1. DMs of venues can operate successfully in a hybrid working system
The last two years have shown that well trained and motivated BDMs have worked successfully even without being able to welcome clients to the venue for in-person show rounds. High quality technology arrived in time and has been the catalyst for major change. We started our virtual show rounds before the pandemic, so it was relatively easy to adapt to lockdown restrictions while Zoom and Teams helped us to provide maximum support and continuity for our clients.
In addition, online booking tools and chatbots are making the handling of enquiries for smaller meetings easier for the booker and less time consuming for BDMs.
While it’s great to be able to show customers around the venues in-person, these “new ways” work well. Many of our team only come into the venue when they have appointments or for team meetings. Ultimately the role is about relationships, building trust and delivering on promises; and being in the venue is not essential to that. Clients love the new flexible approach of having an immersive virtual site visit in advance of an actual in-person visit.
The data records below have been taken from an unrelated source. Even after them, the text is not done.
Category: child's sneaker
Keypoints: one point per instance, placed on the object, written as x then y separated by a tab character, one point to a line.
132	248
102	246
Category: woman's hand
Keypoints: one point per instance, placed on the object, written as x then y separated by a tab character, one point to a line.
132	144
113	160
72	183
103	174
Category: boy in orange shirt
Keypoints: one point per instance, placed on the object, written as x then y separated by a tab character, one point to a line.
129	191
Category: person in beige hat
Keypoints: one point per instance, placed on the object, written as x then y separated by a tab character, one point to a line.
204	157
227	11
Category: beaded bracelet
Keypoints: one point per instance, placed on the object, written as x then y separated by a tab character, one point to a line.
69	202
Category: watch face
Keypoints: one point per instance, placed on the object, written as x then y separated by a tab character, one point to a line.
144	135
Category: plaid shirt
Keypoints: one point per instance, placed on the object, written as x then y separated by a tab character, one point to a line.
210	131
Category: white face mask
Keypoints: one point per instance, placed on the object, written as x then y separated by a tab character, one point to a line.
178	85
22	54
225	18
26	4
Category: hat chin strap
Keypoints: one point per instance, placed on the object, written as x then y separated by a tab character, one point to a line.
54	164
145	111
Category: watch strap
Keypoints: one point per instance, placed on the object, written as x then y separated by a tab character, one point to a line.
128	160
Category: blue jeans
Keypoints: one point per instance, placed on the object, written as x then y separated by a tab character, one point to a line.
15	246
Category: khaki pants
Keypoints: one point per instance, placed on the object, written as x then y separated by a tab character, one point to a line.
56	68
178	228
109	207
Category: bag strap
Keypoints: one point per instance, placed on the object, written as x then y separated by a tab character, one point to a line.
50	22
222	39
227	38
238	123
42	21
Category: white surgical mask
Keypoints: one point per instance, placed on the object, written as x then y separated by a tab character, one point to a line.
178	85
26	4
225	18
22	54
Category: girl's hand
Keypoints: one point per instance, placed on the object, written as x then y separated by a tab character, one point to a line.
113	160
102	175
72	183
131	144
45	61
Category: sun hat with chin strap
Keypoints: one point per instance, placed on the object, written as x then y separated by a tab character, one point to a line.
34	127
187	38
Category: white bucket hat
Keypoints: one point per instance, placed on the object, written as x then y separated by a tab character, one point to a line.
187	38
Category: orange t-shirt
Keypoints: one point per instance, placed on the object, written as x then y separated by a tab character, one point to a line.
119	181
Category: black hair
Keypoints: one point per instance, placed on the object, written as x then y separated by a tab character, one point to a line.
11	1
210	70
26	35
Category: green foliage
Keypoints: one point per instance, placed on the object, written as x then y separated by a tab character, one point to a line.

It drives efficiency for everyone and means the in-person visit can zone in on the specifics, rather than the generalities.
2. Be honest about which sectors your venue can support well
There is simply nothing worse in sales than a business development specialist engaging with a client, but not knowing why they are contacting them other than to simply achieve some arbitrary KPIs to look good in their monthly or quarterly review.
With many venues operating with fewer sales staff due to budgetary or recruitment pressures, it is time to be brutally honest about which particular sectors the venue can and wants to serve, and to be able to explain clearly to clients in that sector about why and how the venue can benefit them and help them achieve their needs well. Each sector requires a different action plan, which means BDMs in the same venue should work in widely divergent ways, focusing on what is relevant to that sector, not just a ‘broad brush’ top level approach that is the same regardless of sector.
Less is more in terms of the engagement that our business development managers do; that was true before the pandemic and is even more true as we progress in 2022.
3. Take even more time to understand the client’s current needs and what you can offer
We operate in a limited number of markets to grow our business. Each market has a clear objective, a series of strategies and then key actions to achieve. This means we can start any discussion with a prospective client having done the hard work of understanding why we should be reaching out to them in the first place and having a good idea that what will be valuable to them. It is important to offer a solution that is not simply based on selling meeting rooms, catering and bedrooms, but one that addresses their programme aims and what will engage their participants.
To do this requires an understanding of how their market, their business and their working practices have changed in order to appreciate the context, particularly given that budgets will be ever more under the microscope in these inflationary times.
Research and understanding current and future trends were always essential to help to define the proposition to clients; now they are even more vital to building relationships and negotiating successfully.